No, absolutely nobody cared about that. People began to get really concerned about the extent to which the Balochistan government’s paperwork on the project was incomplete, or that TCC had engaged in lobbying efforts to try to change the province’s outdated – and highly dysfunctional – mining laws. Guess what the big change TCC lobbied for was: the company that does the exploration of a region should be given an automatic right to mine the field, unless the government could prove wrongdoing on the part of the company.
What on earth is wrong with that? Why would anyone explore a field unless they had a guarantee that they could mine it if they found something? For every six fields a mining company explores, only one ends up having anything worth mining in it. If the company were prohibited from mining even that one, why would anyone bother to even explore?

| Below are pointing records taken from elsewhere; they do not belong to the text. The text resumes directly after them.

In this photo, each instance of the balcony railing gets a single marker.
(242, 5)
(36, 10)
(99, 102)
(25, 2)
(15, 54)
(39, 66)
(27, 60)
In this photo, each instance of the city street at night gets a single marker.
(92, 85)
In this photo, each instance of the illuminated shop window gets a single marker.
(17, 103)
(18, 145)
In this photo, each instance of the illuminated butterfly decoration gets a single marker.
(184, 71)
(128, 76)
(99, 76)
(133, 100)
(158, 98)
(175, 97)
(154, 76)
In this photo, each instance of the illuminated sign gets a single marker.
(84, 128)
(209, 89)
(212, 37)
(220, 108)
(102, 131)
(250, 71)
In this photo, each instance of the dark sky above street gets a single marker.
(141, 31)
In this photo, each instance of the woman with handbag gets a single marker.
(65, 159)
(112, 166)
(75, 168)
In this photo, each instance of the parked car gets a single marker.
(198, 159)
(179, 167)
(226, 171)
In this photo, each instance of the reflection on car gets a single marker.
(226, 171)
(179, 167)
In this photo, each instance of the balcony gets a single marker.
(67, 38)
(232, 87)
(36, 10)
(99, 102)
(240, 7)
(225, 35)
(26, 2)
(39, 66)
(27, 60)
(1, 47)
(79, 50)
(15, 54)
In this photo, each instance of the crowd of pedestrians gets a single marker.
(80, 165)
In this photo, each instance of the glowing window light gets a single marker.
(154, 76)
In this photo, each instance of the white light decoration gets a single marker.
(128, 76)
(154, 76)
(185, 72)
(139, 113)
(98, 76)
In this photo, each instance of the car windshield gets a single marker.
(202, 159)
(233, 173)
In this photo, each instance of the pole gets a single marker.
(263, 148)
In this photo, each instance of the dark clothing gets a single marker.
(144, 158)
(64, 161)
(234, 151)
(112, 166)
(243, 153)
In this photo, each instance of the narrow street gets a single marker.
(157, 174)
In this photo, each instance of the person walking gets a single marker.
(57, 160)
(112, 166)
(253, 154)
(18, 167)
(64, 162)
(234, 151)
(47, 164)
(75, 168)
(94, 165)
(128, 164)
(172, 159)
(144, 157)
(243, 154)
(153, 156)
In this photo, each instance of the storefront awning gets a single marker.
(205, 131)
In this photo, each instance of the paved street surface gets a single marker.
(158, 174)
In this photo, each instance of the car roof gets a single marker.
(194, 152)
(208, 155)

Can I say with absolute certainty that TCC did everything exactly according to all government rules? No. Can I say with a reasonable level of certainty that the company was acting in good faith and that the project would have benefited the people of Balochistan? Yes.
That, more than anything else, is why the ICSID ruling is not a “mugging” of Pakistan by the World Bank. It is merely a tool that the company is using to get the government of Pakistan to take it seriously and stop using flimsy bureaucratic excuses to cheat it out of a licence that – by rights – should belong to TCC.
What good is the so-called wealth of a country if it is buried under the ground and it has no means of or expertise in getting it out?